Show run status, speed feedback, and faults on KTP or Unified panel.

Learn: Diagnostic buffer, PLC-to-HMI tags, drive feedback mapping.

Intermediate Projects (Drive + Safety + Unified Panel)

• Safe Torque Off (STO) with S7-1500F

Wire STO via F-DI, create a safety program to control drive enable.

Learn: Safety blocks, F-START, fail-safe wiring.

• Automatic Conveyor with Speed Profiles

Motor ramps through different speeds at timed intervals.

Learn: Ramp-up/ramp-down control, drive command sequencing.

• Drive Jog Mode with HMI Selection

Implement jog buttons (forward/backward) from the Unified Panel.

Learn: HMI interlocks, momentary/hold logic.

• Local/Remote Mode Switching

Enable control from HMI (remote) or drive panel (local).

Learn: Control word management, mode status.

Advanced Projects (Process Simulation & System Integration)

• PID Speed Control via HMI

Use a Unified Panel to set a PID setpoint (e.g., for tension control).

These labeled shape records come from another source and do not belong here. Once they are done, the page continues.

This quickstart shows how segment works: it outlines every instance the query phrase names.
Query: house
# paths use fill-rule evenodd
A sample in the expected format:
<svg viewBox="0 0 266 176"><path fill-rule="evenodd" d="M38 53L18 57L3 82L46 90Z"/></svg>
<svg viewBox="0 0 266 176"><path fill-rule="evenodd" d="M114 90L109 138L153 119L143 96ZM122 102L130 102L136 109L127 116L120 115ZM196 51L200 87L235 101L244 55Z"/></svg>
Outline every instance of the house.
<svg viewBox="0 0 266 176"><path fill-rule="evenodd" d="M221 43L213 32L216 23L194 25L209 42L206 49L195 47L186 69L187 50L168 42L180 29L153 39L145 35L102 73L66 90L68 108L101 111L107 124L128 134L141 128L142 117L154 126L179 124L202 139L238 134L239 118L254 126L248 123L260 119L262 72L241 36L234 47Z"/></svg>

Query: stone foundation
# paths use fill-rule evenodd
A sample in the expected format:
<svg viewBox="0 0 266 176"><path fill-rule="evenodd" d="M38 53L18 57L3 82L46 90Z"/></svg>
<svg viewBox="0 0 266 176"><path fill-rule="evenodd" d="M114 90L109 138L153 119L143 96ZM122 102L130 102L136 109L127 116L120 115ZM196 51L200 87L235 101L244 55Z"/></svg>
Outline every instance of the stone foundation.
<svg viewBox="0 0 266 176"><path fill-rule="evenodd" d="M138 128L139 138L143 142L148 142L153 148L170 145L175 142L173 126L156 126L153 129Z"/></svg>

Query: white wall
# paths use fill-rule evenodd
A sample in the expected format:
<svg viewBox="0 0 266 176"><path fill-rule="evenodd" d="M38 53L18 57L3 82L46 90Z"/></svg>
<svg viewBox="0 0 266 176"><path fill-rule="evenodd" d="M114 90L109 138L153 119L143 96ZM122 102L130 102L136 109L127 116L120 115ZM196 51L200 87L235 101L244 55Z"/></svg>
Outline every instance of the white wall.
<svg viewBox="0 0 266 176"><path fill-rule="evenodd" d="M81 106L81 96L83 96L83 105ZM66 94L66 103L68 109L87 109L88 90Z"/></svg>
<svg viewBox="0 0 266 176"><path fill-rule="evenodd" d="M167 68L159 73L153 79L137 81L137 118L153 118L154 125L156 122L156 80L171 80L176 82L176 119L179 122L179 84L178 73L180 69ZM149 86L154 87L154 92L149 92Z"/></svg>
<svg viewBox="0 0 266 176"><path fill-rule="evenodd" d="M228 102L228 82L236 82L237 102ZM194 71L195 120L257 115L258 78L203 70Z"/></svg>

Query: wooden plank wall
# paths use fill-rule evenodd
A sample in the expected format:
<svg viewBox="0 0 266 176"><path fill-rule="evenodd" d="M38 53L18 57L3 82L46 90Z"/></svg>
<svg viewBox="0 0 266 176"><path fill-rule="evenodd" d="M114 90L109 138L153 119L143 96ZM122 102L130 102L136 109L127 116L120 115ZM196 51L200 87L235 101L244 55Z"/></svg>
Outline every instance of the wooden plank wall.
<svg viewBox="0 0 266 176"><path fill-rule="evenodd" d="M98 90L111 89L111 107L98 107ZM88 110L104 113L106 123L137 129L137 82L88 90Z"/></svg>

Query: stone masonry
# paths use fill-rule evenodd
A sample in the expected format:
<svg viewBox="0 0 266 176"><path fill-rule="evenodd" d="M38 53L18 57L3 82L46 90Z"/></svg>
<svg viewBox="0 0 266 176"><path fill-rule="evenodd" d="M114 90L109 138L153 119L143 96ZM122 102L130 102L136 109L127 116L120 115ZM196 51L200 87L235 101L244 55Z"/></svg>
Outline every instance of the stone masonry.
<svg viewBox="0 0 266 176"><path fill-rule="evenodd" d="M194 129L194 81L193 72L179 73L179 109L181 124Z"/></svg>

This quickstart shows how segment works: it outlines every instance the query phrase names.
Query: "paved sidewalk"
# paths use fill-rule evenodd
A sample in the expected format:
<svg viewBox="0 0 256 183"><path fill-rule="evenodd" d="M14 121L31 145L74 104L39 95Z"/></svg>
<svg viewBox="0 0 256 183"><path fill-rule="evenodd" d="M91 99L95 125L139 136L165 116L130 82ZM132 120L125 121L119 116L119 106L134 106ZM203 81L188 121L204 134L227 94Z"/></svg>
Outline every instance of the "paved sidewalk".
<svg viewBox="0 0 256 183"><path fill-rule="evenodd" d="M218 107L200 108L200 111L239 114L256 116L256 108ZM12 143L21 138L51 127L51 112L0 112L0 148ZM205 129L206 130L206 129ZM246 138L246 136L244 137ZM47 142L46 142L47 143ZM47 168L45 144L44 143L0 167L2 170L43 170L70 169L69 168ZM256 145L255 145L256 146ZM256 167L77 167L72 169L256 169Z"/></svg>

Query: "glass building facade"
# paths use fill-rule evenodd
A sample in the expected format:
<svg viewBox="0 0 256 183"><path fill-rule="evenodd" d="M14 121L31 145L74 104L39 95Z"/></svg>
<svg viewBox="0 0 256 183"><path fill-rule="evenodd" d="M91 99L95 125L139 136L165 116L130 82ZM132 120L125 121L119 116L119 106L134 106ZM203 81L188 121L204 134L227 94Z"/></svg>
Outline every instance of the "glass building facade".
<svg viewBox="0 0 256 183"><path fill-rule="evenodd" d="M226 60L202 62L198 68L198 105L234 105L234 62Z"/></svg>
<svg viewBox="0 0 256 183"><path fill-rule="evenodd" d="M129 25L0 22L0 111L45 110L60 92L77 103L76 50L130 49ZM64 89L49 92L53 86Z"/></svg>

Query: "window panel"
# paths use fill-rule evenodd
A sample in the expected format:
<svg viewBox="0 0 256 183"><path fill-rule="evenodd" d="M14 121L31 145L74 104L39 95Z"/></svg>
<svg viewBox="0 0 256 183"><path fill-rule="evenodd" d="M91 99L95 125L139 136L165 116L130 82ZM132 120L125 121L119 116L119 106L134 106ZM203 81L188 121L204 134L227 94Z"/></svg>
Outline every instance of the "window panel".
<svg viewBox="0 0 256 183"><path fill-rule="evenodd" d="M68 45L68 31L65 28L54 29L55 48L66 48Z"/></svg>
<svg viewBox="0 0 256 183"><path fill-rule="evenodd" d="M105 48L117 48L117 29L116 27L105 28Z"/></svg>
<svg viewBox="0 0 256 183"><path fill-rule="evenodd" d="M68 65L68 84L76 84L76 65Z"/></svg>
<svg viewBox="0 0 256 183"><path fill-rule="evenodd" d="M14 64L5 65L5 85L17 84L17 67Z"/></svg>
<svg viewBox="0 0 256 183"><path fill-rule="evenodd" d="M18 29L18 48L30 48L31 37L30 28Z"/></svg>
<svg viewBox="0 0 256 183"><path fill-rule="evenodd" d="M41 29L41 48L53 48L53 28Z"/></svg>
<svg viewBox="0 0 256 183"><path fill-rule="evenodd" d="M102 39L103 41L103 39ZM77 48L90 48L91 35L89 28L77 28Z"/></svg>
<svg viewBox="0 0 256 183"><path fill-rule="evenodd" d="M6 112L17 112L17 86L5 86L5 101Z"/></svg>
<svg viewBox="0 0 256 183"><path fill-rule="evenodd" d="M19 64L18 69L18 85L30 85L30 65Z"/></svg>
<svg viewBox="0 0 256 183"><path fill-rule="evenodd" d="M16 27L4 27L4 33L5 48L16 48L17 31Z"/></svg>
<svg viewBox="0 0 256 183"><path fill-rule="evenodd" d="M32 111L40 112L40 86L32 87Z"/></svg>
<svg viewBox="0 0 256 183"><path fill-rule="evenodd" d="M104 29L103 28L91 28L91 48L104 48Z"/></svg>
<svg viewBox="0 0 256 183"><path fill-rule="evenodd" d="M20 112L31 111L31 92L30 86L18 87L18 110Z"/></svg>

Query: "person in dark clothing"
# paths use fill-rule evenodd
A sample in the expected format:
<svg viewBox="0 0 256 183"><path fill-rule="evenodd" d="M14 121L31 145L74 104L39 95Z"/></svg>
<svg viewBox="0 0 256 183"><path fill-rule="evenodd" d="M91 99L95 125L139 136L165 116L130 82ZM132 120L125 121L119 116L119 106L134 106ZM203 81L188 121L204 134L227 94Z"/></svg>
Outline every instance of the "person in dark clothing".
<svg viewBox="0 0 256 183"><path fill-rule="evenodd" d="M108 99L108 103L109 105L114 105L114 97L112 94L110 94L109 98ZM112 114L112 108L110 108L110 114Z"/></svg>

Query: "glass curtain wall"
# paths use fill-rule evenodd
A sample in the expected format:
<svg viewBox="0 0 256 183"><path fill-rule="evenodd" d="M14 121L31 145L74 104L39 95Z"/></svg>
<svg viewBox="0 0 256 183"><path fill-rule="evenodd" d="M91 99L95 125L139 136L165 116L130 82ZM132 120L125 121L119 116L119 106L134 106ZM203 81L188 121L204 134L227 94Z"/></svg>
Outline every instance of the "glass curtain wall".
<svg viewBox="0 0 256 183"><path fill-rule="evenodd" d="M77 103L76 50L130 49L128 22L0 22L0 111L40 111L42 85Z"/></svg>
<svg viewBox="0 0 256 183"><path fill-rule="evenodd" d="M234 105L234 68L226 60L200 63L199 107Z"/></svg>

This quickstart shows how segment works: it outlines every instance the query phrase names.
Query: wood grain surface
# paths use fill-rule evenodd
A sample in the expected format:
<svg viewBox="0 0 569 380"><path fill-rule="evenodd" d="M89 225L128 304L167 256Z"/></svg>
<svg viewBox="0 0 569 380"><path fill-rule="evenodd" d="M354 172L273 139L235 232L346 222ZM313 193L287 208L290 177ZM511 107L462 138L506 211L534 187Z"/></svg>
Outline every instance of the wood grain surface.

Learn: PID_TUNE block, feedback loops, analog inputs.

• Simulated Pump Station with Flow Control

Adjust flow rate with the VFD and simulate tank levels.

Learn: Analog sensors (simulated), speed-feedback loop.

• Alarm & Fault Logging System on Unified Panel

Display faults from the drive and PLC with timestamps.

Learn: HMI alarm configuration, event management.

• Recipe Management for Drive Parameters

Change acceleration, deceleration, and max frequency using recipes.

Learn: Unified Panel recipe editor, drive parameter updates from HMI.

• Dynamic Safety Zones for Variable Speed

Change safe speed limits based on operating mode (e.g., maintenance mode).

Learn: PROFIsafe parameterization, F-blocks logic, Safety Matrix.

Pro-Level Projects (Industrial System Simulation)

• Energy-Efficient Conveyor System

Monitor power consumption (r0038), optimize motor speed dynamically.

Learn: Energy data collection, performance profiling.

• Multi-Motor Coordination

Simulate 2+ motors where one VFD (master) controls the others (follower/slave).

Learn: Drive synchronization, communication via PLC.

• Integrated Maintenance Panel

HMI shows drive run hours, load profiles, and gives maintenance reminders.

Learn: Data logging, integrated diagnostics.